Whilst we have revealed some modest changes in sleep and gut microbiota for children consuming kefir, significant improvements were not seen for all outcome variables. Replication of this study in a larger and more diverse sample will be important to establish the robustness and generalisability of these findings. We had a high number of withdrawals from the study, which is consistent with other trials with ADHD participants [95]. The reduced final sample size and statistical power increase the likelihood of Type II errors and may have introduced attrition bias if families who withdrew differed systematically from those who completed the study, for example in motivation, or tolerance of the intervention. To minimise imbalance within a small sample, baseline adaptive randomisation was employed. However, despite this method, some group differences were observed at baseline, perhaps reflecting the heterogeneity of ADHD as a condition [96]. Significant differences were observed between groups in ‘time since ADHD diagnosis’ at baseline, which may have introduced potential bias. Children with a longer duration since diagnosis may differ in treatment history, behavioural adaptation, or symptom presentation compared with those more recently diagnosed, potentially influencing their response to the intervention. As our analysis plan was pre-specified and published in the trial protocol, we did not include time since diagnosis as a covariate post hoc to avoid analytical flexibility. Future studies could stratify randomisation by diagnostic duration or include this variable as a planned covariate to better control for such differences.

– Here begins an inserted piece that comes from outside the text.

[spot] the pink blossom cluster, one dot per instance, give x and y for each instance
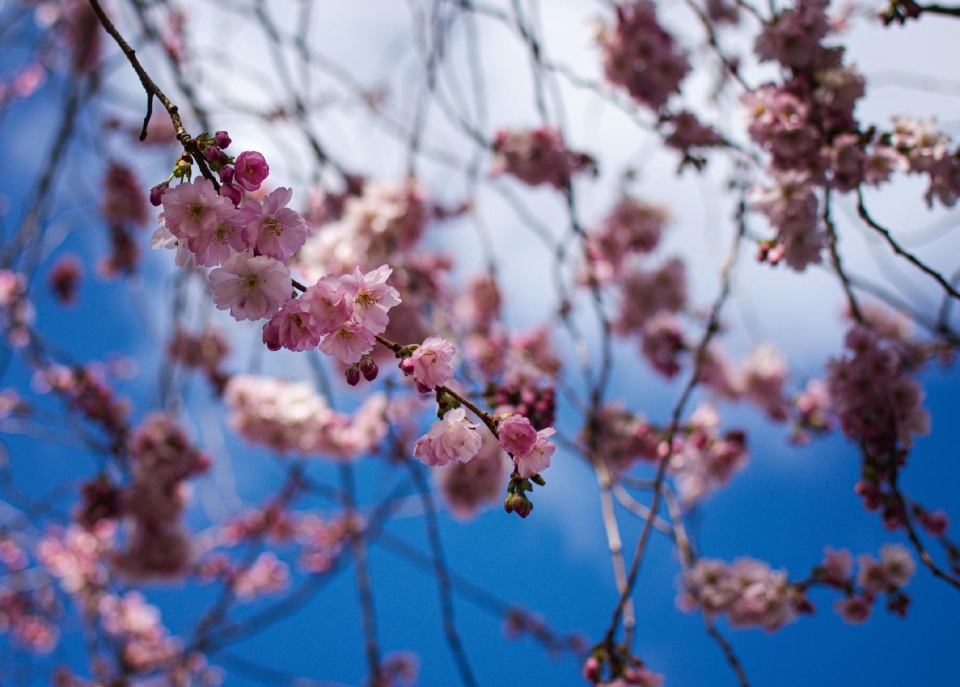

Psychiatric comorbidities are highly prevalent in ADHD, and we included children in our study with diagnoses of autism spectrum disorder and anxiety. These disorders may also influence sleep, and gut–brain interactions, so future large-scale trials could include systematic assessment of these comorbidities to better understand their contribution to intervention effects. The gut microbiota is also shaped by multiple factors beyond the intervention, such as diet, home environment, and socioeconomic status. Future research should monitor dietary intake during the intervention period, as dietary variability may have influenced microbiome outcomes. Inclusion criteria were modified during the trial to allow participation of children on stable ADHD medication. This decision improved recruitment feasibility and sample representativeness and is in line with recent recommendations [44]. We stratified randomisation by medication status to reduce this potential source of variability, however, it may have introduced additional heterogeneity, as medication effects could interact with responses to the intervention. Future studies could potentially further control for this by having large sample sizes, with sufficient power to analyse medicated and unmedicated participants separately.

Conclusions

To our knowledge, this is the first RCT to assess the impact of kefir on the symptoms of ADHD in children. Our findings tentatively support the potential role of fermented foods as adjunctive therapy in ADHD; however, additional research is required to establish efficacy, mechanisms, and clinical applicability. Fermented foods such as kefir may serve as a low-cost, accessible addition to standard ADHD care, with a favourable safety profile and the potential to support sleep outcomes via microbiome modulation. Kefir is widely accessible, easy and inexpensive to make at home [97], and does not require specialist guidance for consumption. However, these conclusions should be regarded as preliminary and require replication in larger, more diverse cohorts. Future research should aim to identify the subgroups of children most likely to benefit, and to explore how targeted microbiome interventions can be integrated into broader lifestyle and dietary strategies for neurodevelopmental support.